CS 525M KNOWLEDGE DISCOVERY AND DATA MINING
This project is due on Thursday Nov. 15, 2001 at 1 pm.
PROJECT 4 - Inductive Logic Programming. Fall 2001
After select one of the attributes in your dataset as the target
attribute for classification,
use FOIL or a FOIL-like algorithm
to construct the best set of rules you can
for predicting that target attribute.
If your dataset is not suitable for classification, use
FOIL or the FOIL-like algorithm,
for predicting whether the income of a given person is >50K or <= 50K
from the US Census Bureau which is
available at the
Univ. of California Irvine Repository.
I have previously downloaded the dataset into the following directory:
You can access the dataset from there.
The census-income dataset contains census information for 48,842
people. It has 14 attributes for each person
and a boolean attribute class classifying the input
of the person as belonging to one of two categories >50K, <=50K.
Construct, using a FOIL-like algorithm,
the most accurate hypothesis (i.e. set of rules) you can to predict the target
attribute of dataset.
The following are guidelines to use a FOIL-like algorithm to mine your patterns:
- Code: I strongly encourage you to use a version of FOIL available online,
for instance the one available
at Quinlan's Webpage or a
more recent one if you find one.
However, you can implement your own code if you prefer.
You can restrict your experiments to a subset of the dataset if
your system cannot handle the whole dataset. But remember that the
more accurate your system is, the better.
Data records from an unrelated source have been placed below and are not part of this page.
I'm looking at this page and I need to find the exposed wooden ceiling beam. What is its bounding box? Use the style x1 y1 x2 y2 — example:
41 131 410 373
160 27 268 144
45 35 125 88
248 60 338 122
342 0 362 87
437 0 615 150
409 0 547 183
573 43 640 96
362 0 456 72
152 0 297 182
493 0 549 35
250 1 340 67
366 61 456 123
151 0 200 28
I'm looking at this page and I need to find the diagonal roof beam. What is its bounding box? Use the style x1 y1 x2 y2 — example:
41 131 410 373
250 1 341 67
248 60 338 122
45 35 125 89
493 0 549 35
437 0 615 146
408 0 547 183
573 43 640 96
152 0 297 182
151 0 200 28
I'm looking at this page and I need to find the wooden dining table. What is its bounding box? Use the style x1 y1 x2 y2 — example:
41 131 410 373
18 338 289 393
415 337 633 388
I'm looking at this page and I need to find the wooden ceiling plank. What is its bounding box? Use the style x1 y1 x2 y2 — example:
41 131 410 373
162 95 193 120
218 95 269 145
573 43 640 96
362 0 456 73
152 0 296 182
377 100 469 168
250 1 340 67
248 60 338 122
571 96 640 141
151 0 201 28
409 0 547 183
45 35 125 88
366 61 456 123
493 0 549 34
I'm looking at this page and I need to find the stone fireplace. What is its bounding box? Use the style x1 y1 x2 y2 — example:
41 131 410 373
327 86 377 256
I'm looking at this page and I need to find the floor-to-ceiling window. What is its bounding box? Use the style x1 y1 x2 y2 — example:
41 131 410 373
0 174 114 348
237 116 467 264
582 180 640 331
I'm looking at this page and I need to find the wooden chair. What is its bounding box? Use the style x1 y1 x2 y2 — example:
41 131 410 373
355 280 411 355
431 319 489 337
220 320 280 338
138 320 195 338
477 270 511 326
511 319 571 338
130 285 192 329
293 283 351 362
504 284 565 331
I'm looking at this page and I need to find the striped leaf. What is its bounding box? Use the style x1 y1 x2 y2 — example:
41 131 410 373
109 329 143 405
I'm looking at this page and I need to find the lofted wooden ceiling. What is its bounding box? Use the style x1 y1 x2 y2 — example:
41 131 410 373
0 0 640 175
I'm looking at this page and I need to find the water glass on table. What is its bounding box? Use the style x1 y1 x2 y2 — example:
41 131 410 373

If you use the Census-income data,
note that this dataset has missing values. It is up to you how to fill in
appropriate data for those missing values. Also, it is up to you
to decide if it's a good idea to discretize continues attributes, and if
YOU MUST USE AT LEAST THE FIRST 1000 TEST RECORDS FROM THE
IN YOUR EXPERIMENTS.
REPORT AND DUE DATE
- Written Report.
Your written report is due at 1 pm. Please leave
a hardcopy of your report in my mailbox (CS Office, FL231) by the due date/time.
Please note that my mailbox is the one BELOW the label marked with my last name RUIZ.
In the EXCEPTIONAL case that you cannot go to the CS office,
email your report to me by noon. Only under EXCEPTIONAL circumstances electronic
submissions willl be accepted.
- Code Description:
Describe the code that you used/wrote. Remember to acknowledge any sources
of information/code you used for the implementation of your system.
- Experiments: For each experiment you ran describe:
- Your system parameters.
- Instances: What data did you use for the experiments?
- Any pre or post processing done to improve the accuracy of your results.
- Accuracy of the resulting rules.
- Summary of Results
- What was the accuracy of the most accurate set of rules
- Discuss how this accuracy compares with that of your
most accurate results from the previous assignments.
- Include the most accurate set of rules you obtained in your
- Discuss the strengths and the weaknesses of your project.
- Oral Report.
We will discuss the results from the individual projects during the class
on November 15th.
Be ready to show your results
and to discuss your project solution in class.
PREPARE OVERHEAD TRANSPARENCIES SHOWING YOUR WORK.